À medida que empresas e consumidores se tornam mais digitais, aumenta na mesma proporção a demanda por soluções oferecidas pela Fiserv. Atualmente, a companhia está presente em mais de 70% das transações feitas pelos varejistas brasileiros. “Agora o consumidor não entra mais apenas pela porta do estabelecimento. Ele entra pelo aplicativo, WhatsApp ou rede social”, diz Moron. “Nossa família de produtos está em sintonia com essa nova realidade.”

No início de agosto, por exemplo, a empresa lançou seu novo ecossistema de soluções de comércio omnichannel, o Carat – nome que, a propósito, batiza a pesquisa. Depois dos Estados Unidos, onde fica a sede da empresa, o Brasil foi o primeiro país no mundo a receber a tecnologia.

Segundo a Fiserv, a plataforma tem capacidade para processar até 1 bilhão de transações omnichannel por ano. E ela nasceu com a vantagem de ser capaz de plugar inovações do mercado local, como o sistema Pix de pagamentos e as principais carteiras digitais.

No segundo semestre a empresa intensificou seus pilotos de tecnologia Tap On Phone, que possibilita que smartphones e tablets recebam pagamentos de cartões por aproximação.

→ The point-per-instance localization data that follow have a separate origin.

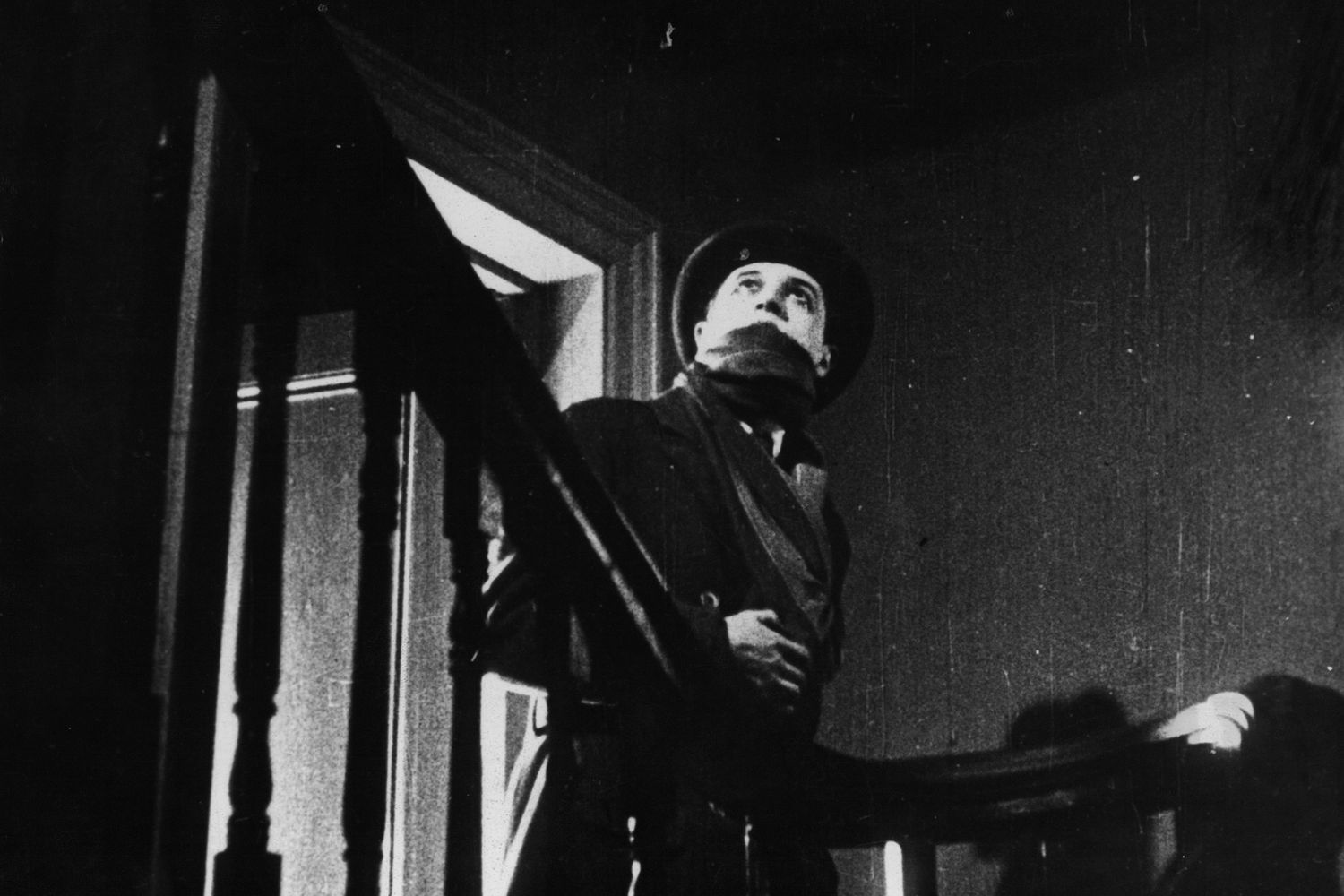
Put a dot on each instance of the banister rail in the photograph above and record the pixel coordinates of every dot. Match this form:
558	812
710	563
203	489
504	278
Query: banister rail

Pouco depois, em novembro, foi a vez do aplicativo de Gestão de Pagamentos – Gpag, que tem como alvo as micro e pequenas empresas. Gratuito, o app unifica e controlas as vendas e recebimentos das empresas, auxiliando até na gestão de recebíveis de cartões de crédito e débito.

Um dos marcos de 2021 foi a assinatura de um robusto contrato com a Caixa. Pelo acordo, a Fiserv passou a ofertar com exclusividade soluções de adquirência para os clientes da Caixa Pagamentos pelos próximos 20 anos. “O mundo tem se transformado rapidamente, talvez numa velocidade jamais vista na história”, diz Moron. “E nós estamos prontos para acompanhar as mudanças da sociedade”.